"If I Go, Who Will Feed My Children?"

As families flee flood waters in South Sudan, a father stays behind to ensure his children have enough to eat.

The floods began in July 2020. The waters were higher than many people could remember – local officials estimated that the floods were the worst they had seen in more than fifty years.

In Old Fangak, an isolated town in northern South Sudan, people have been struggling to survive ever since. More than six months later, the waters have not receded and the rainy season has arrived again – months earlier than usual.

Families escaped rising waters and flooded homes, fleeing to the few highlands in this area of South Sudan. Many were in desperate search for food.

Gai Yor, a fisherman, misses his family dearly, but has little choice but to stay away. Hunger is growing, and food is hard to come by. Gai has been living in a small, floating shelter for two and a half months, surrounded by grass and water.

"I have been here alone because my wife took our children to a highland to keep them away from the water."

For as far as the eye can see, there is nothing but grass and glistening water. The market in Old Fangak sits on one of few highlands that are still dry, but it can only be reached by canoe. Gai's family depends on his fishing: he has to catch enough to eat at least once a day and the rest is sold to buy more food. Like Gai, other men stay in the mosquito-infested, flooded areas where they can find fish.

"This flood is everywhere. Everywhere is like this except in the highland of Old Fangak. But if I go to Old Fangak, who will feed my children?"

Gai Yor, a fisherman, in front of the floating shelter he has been living in for months since the floods overtook his family home.

Photo: Peter Caton
for Action Against Hunger,
South Sudan

The sense of abandonment spreads through the town where families have been scattered, separated by the floods and the need to get some food. Many markets, which used to be full of life and commerce, have been destroyed in the floods. Houses lie buried underneath the waters.

Near Gai’s home, there used to be a market, but it has been submerged. The houses surrounding Gai's were abandoned by his neighbors who fled to find refuge.

Underneath the plastic sheet that shields Gai from the heat and wind, lies a thick carpet of dry grass. Mounted over tree trunks, layer upon layer of grass form a small island over water. Across from it stands Gai's collapsed house, a constant reminder of everything he has lost.

"The dike broke at night when everyone was sleeping. When it broke, I heard screaming people and I woke up to realize what had happened. We took one person and put them across where the dike broke, while the rest of us collected mud and repaired it as quickly as we could."

For more than two months, Gai struggled day and night to try to repair the dike that guarded his home.

"When I realized that a dike would not survive, I made another dike behind it, and then another, and another. More than six dikes are here, all now underwater."

Community members work to rebuild their village's dikes.

Photo: Peter Caton
for Action Against Hunger,
South Sudan

The water has increased so much that there is no visible trace of the dikes Gai built. Only dead maize crops stick out of the water.
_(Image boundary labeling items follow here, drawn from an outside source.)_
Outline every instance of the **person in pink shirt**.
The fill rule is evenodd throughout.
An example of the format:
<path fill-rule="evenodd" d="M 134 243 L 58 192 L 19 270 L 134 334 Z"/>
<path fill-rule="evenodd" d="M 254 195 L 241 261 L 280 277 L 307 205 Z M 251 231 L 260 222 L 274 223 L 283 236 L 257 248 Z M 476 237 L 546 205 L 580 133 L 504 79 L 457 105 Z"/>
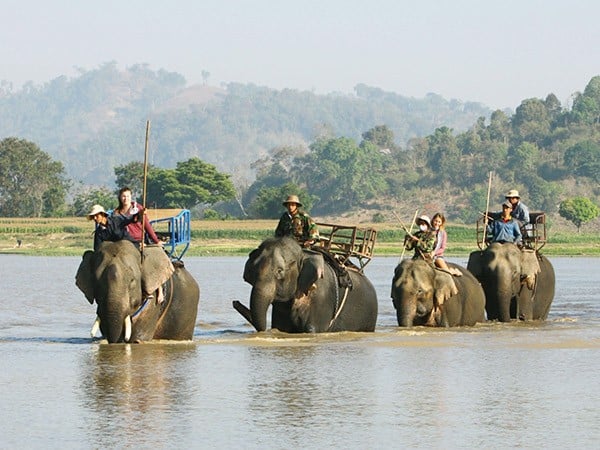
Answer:
<path fill-rule="evenodd" d="M 123 187 L 119 190 L 119 206 L 115 208 L 113 214 L 128 216 L 137 214 L 138 212 L 143 210 L 144 208 L 142 207 L 142 205 L 132 200 L 130 188 Z M 141 215 L 139 217 L 141 217 Z M 150 225 L 150 221 L 145 217 L 144 229 L 146 234 L 146 243 L 162 244 L 162 242 L 156 235 L 156 232 L 152 228 L 152 225 Z M 138 219 L 127 225 L 127 232 L 133 239 L 135 239 L 136 242 L 142 242 L 142 220 Z"/>
<path fill-rule="evenodd" d="M 433 263 L 436 267 L 448 272 L 451 275 L 462 275 L 459 270 L 448 267 L 444 259 L 446 244 L 448 243 L 448 233 L 446 233 L 446 217 L 442 213 L 435 213 L 431 219 L 431 226 L 435 233 L 435 248 L 433 249 Z"/>

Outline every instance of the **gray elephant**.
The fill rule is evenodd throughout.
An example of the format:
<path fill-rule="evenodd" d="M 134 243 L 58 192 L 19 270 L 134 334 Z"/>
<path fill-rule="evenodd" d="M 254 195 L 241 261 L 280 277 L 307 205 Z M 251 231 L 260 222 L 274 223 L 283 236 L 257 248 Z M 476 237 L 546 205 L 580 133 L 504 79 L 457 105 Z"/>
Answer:
<path fill-rule="evenodd" d="M 448 263 L 461 276 L 435 269 L 422 259 L 405 259 L 396 266 L 392 301 L 398 325 L 454 327 L 485 322 L 485 294 L 465 268 Z"/>
<path fill-rule="evenodd" d="M 481 282 L 489 320 L 546 320 L 554 299 L 550 261 L 537 251 L 494 242 L 470 254 L 467 269 Z"/>
<path fill-rule="evenodd" d="M 340 270 L 322 253 L 304 251 L 289 237 L 269 238 L 252 253 L 244 280 L 252 285 L 250 309 L 234 307 L 256 328 L 271 327 L 288 333 L 374 331 L 377 294 L 358 270 Z"/>
<path fill-rule="evenodd" d="M 92 336 L 99 325 L 110 343 L 192 339 L 200 288 L 161 247 L 146 246 L 142 255 L 129 241 L 103 242 L 83 254 L 75 280 L 98 304 Z"/>

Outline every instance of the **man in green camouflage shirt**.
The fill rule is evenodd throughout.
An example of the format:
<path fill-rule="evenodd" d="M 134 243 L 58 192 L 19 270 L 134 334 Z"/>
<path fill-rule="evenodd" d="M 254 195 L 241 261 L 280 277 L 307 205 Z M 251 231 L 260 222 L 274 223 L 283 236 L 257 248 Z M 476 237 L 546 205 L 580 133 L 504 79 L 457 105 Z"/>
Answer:
<path fill-rule="evenodd" d="M 290 236 L 298 241 L 303 247 L 310 247 L 319 240 L 319 230 L 311 217 L 303 211 L 300 211 L 302 203 L 297 195 L 290 195 L 283 202 L 287 211 L 283 213 L 277 228 L 275 236 Z"/>

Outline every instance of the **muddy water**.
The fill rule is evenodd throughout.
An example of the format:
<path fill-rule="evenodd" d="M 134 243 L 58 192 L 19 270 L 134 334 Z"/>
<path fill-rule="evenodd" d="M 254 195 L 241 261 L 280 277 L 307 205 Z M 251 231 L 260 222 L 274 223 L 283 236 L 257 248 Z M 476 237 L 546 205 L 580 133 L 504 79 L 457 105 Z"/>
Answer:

"When the floods began, we still had some maize, but as of now all maize, okra, and sorghum are damaged. This flood came without notice, it destroyed our crops. We have been waiting for a year for these crops to feed us."

Next to Gai's grass island stands a couple of mounted sticks that are used to dry strings of fish. Every day, Gai must capture enough fish before sunset to be able to travel on his canoe to deliver the fish to his wife and six children, who have not yet eaten that day.

Living in the middle of an isolated flooded area and away from his family is very difficult.

"As you see me right now, my ears are hurting, my joints are paining me, but what hurts the most is the hunger of my children, they have nothing to eat. That's the worst suffering caused by this flood. At night, things don't get easier. The mosquitoes swarm after dark and sometimes hippopotamus come nearby which is really frightening."

Gai was not the only one who was forced to choose between staying together as a family or separating for survival. Since the floods began last summer, hunger has been steadily increasing and any prospects for food dwindle each day the flood waters do not recede. Nothing can be cultivated in flooded land.

Many families try whatever they can to save their home and everything in it from the waters. Many people who have lost their homes sleep on the ground, in the open, without any protection from the weather, mosquitoes, or wild animals. There is no place to migrate to safety either – the flood waters surround them for miles.

"This is my home, I don't want to leave my home behind. I don't want to stay in someone else's home and burden them with taking care of us. I want to stay in my home while my children can stay in the highland safely. By staying here, at least I get some fish that I can take to my children," says Gai.

"This suffering is so hard, we are now only looking to God for help."

Action Against Hunger’s Response

In Paguir and the surrounding areas, Action Against Hunger prevents and treats malnutrition, provides health care, and improves access to clean water, safe sanitation, and good hygiene. To help families displaced by the floods, we have launched an emergency response to provide food assistance, fishing kits, and seeds with support from the European Union.  

Action Against Hunger is the world’s hunger specialist and leader in a global movement that aims to end life-threatening hunger for good within our lifetimes. For more than 40 years, the humanitarian and development organization has been on the front lines, treating and preventing hunger across nearly 50 countries. It served more than 17 million people in 2019 alone.